By Megan Reilly
Wondering how you’re going to pass the time this summer? Well, it’s a perfect time to catch up on your movies, new and old. Check out the suggestions we’ve assembled for you!
Catch ’em Online!
Yo La Tengo Trilogy
The music of Hoboken-based indie-rockers Yo La Tengo serves as the perfect soundtrack to hazy road trips on balmy afternoons, so it’s no surprise that the films they’ve scored form a summer movie canon of sorts. Their soothing melodies trail the highfaluting art dealer of Phil Morrison’s Junebug as she travels to her new husband’s rural North Carolina hometown to secure some paintings from a local eccentric. As she gets to know his family, she navigates their restrained tension and affection to the tune of Yo La Tengo’s plaintive lullabies, which inject the film’s themes of birth and domesticity into its soundscape. Their score sets the contemplative tone of Kelly Reichardt’s Old Joy, in which a pair of long-standing, but adrift friends spend a weekend hiking in the sun-dappled Cascade Mountains near Portland. Mark, a married father-to-be, and Kurt, a wistful vagabond, ruminate on their diverging paths as they make their way toward elusive hot springs. The music suffuses their journey with a sense of nostalgia, which likewise pervades the band’s score for Greg Mottola’s Adventureland, set in the late 80’s, in which a college grad attempts to save up for a move to New York City by working a summer gig at an amusement park. Kick back to these serene summer flicks and let the breezy sounds of Yo La Tengo wash over you.

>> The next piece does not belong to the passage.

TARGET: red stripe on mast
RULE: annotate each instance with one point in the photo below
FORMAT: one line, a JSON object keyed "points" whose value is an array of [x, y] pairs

The central dynamic of Joe Swanberg’s Drinking Buddies – the flirty friendship of beer-brewing co-workers Kate (Olivia Wilde) and Luke (Jake Johnson) – radiates a heat that has little to do with its setting during the warmer months in Chicago, so crank up the AC and grab a cold one. Swanberg’s choice to allow his actors to improvise elevates the pair’s will-they-or-won’t-they status beyond the cliché: their obvious attraction plays out in blushed cheeks and warm, relaxed displays of physical affection. Any moment of friction is diffused by an icy glass of beer, offered as an olive branch by the offending party. And check out Swanberg’s latest, Happy Christmas, when it hits theaters later this month.

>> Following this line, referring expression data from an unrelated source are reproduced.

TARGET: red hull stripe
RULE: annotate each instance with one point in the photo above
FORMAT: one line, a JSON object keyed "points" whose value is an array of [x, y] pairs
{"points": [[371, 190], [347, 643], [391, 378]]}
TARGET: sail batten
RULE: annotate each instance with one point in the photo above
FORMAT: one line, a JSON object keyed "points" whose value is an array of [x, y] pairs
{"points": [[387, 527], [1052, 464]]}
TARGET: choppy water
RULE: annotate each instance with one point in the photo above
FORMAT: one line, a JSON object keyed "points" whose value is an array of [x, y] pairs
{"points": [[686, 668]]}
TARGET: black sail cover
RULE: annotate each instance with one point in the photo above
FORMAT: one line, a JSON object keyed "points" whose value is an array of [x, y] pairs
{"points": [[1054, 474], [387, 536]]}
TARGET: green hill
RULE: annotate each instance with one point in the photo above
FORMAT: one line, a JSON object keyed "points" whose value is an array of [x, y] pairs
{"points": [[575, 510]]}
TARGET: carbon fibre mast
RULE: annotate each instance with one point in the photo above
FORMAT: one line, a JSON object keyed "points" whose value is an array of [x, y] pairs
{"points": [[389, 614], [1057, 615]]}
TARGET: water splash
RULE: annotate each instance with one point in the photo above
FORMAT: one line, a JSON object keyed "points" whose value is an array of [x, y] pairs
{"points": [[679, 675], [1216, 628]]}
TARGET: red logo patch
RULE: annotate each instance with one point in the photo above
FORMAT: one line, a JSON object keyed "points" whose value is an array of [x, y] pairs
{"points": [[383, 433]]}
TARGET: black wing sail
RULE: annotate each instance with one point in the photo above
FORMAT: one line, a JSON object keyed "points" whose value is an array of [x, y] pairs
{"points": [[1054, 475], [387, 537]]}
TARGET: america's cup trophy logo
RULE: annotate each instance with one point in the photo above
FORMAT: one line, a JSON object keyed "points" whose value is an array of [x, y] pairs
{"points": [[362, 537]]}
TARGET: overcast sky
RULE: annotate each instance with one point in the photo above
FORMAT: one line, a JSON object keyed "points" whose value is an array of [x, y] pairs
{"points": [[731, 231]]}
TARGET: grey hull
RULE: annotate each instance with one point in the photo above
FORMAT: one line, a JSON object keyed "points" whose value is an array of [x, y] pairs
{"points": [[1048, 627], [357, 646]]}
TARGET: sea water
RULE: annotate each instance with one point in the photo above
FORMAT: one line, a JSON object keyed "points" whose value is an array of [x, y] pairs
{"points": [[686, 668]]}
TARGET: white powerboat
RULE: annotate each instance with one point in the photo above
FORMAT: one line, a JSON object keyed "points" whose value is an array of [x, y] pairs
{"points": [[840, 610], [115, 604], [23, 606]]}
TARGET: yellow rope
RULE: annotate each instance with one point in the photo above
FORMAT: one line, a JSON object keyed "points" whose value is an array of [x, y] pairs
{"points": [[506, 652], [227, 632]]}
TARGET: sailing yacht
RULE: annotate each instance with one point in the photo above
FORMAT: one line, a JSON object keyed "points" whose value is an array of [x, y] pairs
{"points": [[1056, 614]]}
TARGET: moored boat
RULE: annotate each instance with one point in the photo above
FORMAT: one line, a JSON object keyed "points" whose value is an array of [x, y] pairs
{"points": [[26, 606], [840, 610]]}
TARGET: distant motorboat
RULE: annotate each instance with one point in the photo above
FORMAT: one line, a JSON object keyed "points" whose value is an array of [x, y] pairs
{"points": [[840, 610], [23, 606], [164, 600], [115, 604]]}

To get the most out of Sidney Lumet’s 1957 classic 12 Angry Men, wait for the most humid day of the summer and don your starchiest white button-down so that you can swelter along with the exasperated jury. Henry Fonda’s cool, collected Juror 8 chips away at the sweat-and-machismo-fueled arguments of his fellow members as the heat and tension threaten to burst the pressure-filled room. The black-and-white palette and biting dialogue provide a weighty respite from the typically buoyant, sun-drenched summer fare – just be sure to crack a window.
Head to the Theaters!
Richard Linklater – the summer movie master behind 1993’s Dazed and Confused – has been working on Boyhood since 2002, when the film’s star Ellar Coltrane was eight years old, and completed production just last year. In an unfounded take on a coming-of-age tale, the film tracks its protagonist (and Coltrane) through adolescence, exploring the evolution of his family life along the way. Patricia Arquette and Linklater-standby Ethan Hawke round out the cast as the boy’s parents. The film received a chorus of critical accolades during its festival run, but come July, you can decide for yourself whether Boyhood is more than just an interesting experiment.

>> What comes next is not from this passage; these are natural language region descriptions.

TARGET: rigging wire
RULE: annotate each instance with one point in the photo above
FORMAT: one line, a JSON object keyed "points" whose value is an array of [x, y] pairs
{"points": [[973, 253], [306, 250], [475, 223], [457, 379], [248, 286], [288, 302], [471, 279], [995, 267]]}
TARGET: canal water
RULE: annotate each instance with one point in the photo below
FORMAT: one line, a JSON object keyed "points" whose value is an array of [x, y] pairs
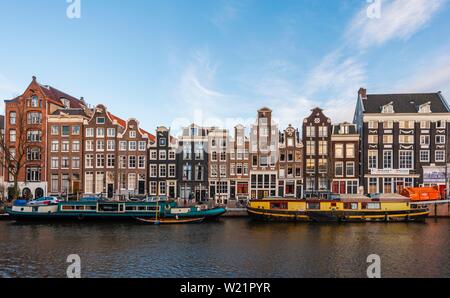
{"points": [[227, 248]]}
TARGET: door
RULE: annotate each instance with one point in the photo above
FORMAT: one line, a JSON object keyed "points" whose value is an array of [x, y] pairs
{"points": [[110, 190], [141, 187]]}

When artfully combined, the tried-and-true summer genres of comedy and zombie flick can deliver double the entertainment value – see 2009’s Zombieland and last year’s Warm Bodies. Jeff Baena’s directorial debut Life After Beth, set to hit theaters in August, follows in that tradition with the story of Zach (Dane DeHaan), who is reunited with his undead girlfriend Beth (Aubrey Plaza). Comedy stalwarts Cheryl Hines, John C. Reilly, and Molly Shannon promise to deliver laughs even if the zombie romance falls flat.
Megan Reilly is a senior at the University of Pennsylvania, where she studies English and Cinema Studies. Netflix has deemed her taste preference to be “dark, cerebral, foreign dramas featuring a strong female lead,” but she also likes Clerks.